奈古女(なこめ)は、刀身を覆っていた白布を剥ぎ、岩の上に無造作に置くと、影雀(かげすずめ)と共に舞った。前へと滑り、後ろ、前、後ろ、それから斜め前。片足を軸に一回転して、神刀を振る。しゃん、と鈴の音が木々の間をこだまして、どこからともなく青白い清めの光が集ってくる。

 光を誘導し、鬼穴(きけつ)に導いてもいいのだが、ここからでは若干の距離がある。鬼穴から湧く俗鬼(ぞっき)らは、今のところ全て真均(まさひと)に斬られて穴の底に沈んでいる。しかし、いつ強大な大鬼(たいき)が出てくるかわからない。ことは、一刻を争う事態なのだ。あの穴を塞げるのは今、奈古女しかいない。ならばとるべき行動はただ一つ。

 奈古女は腹の底に力を込めて覚悟を決めると、神刀で青白い光を薙ぎ、糸を巻くように刀身に纏わりつかせた。それから、見様見真似で東国武者のように刀を構え、半ば転がり落ちながら斜面を駆けた。

「あ、ちょっと奈古女!」

 影雀が慌てて追って来る。奈古女は、産着の中で動かない赤子の隣をすり抜け、真均に並ぶ。

「若殿、引いてください!」

 突如乱入した奈古女の姿に真均は軽く眉を上げたものの、すぐに意図を察したらしい。半身を翻し鬼穴の正面を譲り、振り返り様に、地上に這い出してしまった青い俗鬼の首を刎ねた。

 その血しぶきが袖にかかるのも厭わず、奈古女は川から歪に溢れ出した闇色の中央に切先を突き立てる。

 その途端、鬼穴の底から、生温く黴臭い暴風が吹き上げて顔を打つ。風の唸りが、まるで慟哭のように奈古女の耳に響く。青白い清めの光に穿たれた闇は、次第に萎み始めるのだが、最後のあがきとばかりに、青黒い俗鬼が押し合いへし合い勢いを増して地上へと腕を伸ばした。

 細い出口に同時に身体を滑り込ませるのは無理がある。わらわらと突き上がる腕、足、頭部、部位の不明な青黒い皮膚……。俗鬼の骨が軋み、砕け、骨片が肉を裂く粘性の異音が奈古女の全身の肌を粟立たせた。
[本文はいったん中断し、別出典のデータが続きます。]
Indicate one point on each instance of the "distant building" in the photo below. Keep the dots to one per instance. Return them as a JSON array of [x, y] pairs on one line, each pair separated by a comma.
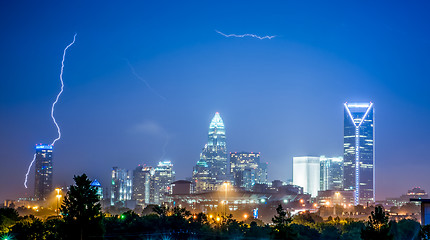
[[331, 173], [330, 198], [215, 151], [181, 187], [202, 179], [277, 183], [99, 190], [143, 188], [121, 189], [43, 177], [247, 170], [306, 173], [163, 177], [415, 193], [359, 157]]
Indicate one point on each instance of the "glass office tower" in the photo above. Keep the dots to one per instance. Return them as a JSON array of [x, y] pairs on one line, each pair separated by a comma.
[[43, 177], [359, 157], [331, 173], [215, 152]]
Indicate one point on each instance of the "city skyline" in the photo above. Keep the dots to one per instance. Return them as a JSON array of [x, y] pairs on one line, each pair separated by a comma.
[[282, 97]]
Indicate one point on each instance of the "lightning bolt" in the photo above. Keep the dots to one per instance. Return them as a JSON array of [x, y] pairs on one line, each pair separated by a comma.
[[245, 35], [144, 81], [53, 107]]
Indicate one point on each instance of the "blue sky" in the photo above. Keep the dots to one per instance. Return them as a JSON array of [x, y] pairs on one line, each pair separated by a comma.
[[282, 97]]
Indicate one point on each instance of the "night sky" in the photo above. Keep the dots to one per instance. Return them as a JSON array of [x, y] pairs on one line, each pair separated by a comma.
[[282, 97]]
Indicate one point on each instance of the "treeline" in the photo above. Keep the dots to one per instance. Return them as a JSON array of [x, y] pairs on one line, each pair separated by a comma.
[[82, 219]]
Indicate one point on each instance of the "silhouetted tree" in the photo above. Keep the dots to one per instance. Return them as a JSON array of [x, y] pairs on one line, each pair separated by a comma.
[[425, 232], [407, 229], [352, 230], [377, 227], [8, 217], [282, 228], [29, 228], [82, 211]]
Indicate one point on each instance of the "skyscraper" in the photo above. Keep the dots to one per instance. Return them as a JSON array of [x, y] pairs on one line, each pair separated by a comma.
[[247, 170], [359, 157], [43, 177], [202, 180], [142, 185], [331, 174], [121, 189], [306, 174], [214, 154], [163, 177]]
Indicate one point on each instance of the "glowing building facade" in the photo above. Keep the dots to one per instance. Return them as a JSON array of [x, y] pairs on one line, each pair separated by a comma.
[[247, 170], [359, 157], [214, 154], [162, 179], [142, 187], [331, 173], [306, 174], [121, 189], [43, 176]]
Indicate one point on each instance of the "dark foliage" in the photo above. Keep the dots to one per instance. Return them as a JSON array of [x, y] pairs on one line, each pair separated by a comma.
[[377, 227], [282, 228], [82, 211]]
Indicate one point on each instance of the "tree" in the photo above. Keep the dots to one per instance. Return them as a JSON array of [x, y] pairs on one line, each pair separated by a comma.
[[8, 217], [408, 229], [82, 211], [377, 226], [282, 228], [425, 232]]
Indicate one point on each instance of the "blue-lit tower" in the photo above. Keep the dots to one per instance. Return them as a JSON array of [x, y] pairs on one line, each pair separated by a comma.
[[215, 151], [43, 176], [359, 157]]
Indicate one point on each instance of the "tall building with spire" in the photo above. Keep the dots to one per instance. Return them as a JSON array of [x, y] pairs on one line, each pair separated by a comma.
[[214, 154], [359, 151], [43, 177]]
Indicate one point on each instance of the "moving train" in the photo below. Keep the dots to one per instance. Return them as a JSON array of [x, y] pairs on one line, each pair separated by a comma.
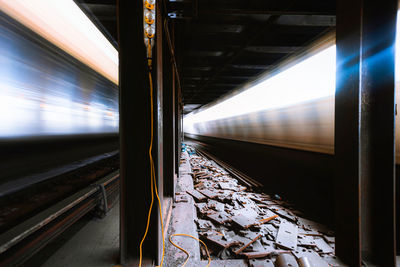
[[290, 107], [58, 90]]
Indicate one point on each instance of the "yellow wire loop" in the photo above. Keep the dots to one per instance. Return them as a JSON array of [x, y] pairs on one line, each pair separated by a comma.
[[186, 252], [152, 178]]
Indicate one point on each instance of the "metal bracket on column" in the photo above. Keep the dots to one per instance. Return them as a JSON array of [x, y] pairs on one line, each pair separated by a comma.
[[103, 205]]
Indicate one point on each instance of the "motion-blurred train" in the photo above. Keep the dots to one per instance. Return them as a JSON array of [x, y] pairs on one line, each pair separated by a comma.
[[292, 107], [58, 90], [44, 90]]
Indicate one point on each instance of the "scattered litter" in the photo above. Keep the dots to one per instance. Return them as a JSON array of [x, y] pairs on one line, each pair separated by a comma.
[[237, 222]]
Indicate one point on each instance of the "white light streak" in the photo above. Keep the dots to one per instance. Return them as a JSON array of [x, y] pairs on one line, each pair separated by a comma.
[[64, 24]]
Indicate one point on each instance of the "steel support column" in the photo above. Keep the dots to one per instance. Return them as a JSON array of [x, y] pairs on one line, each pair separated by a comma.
[[169, 121], [159, 139], [364, 132], [135, 125]]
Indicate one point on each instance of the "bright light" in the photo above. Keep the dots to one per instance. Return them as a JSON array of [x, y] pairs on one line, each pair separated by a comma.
[[310, 79], [64, 24]]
 威勢よく飛び出した奈古女だが、無様にも恐怖で身がすくんでしまう。神刀を鬼穴に押しつける力が弱まり、刀身が、むくむくと湧く俗鬼の肉塊に押し上げられる。その柄頭を真均が両手で掴み、鬼穴に押し込んだ。

「押せ、奈古女!」

 耳元で叱咤され、奈古女は反射的に柄を握り直し全体重をかけた。

「うわー」
「いたいー」
「しずむー」

 あらぬ方向に四肢を折り曲げた俗鬼らが、無邪気にすら聞こえる叫びを上げながら漆黒の沼の奥へと沈んでいく。やがて、まるで傷口が塞がるように、黒い亀裂が収縮して水底に消える。たった今まで鬼穴があった場所には、元通りの穏やかな流れが戻り、かき乱された小石が清水に舞うだけだった。

 終わった。

 奈古女は荒い息を吐きながら水面を見つめ、ぼんやりと水鏡に映る真均と視線を重ねてから顔を上げた。神刀を地面に突き立てたまま、危機を乗り越えた二人は顔を見合わせる。真均の額には玉のように汗が浮いており、奈古女自身も、纏った小袖がじっとりと湿っているのを感じた。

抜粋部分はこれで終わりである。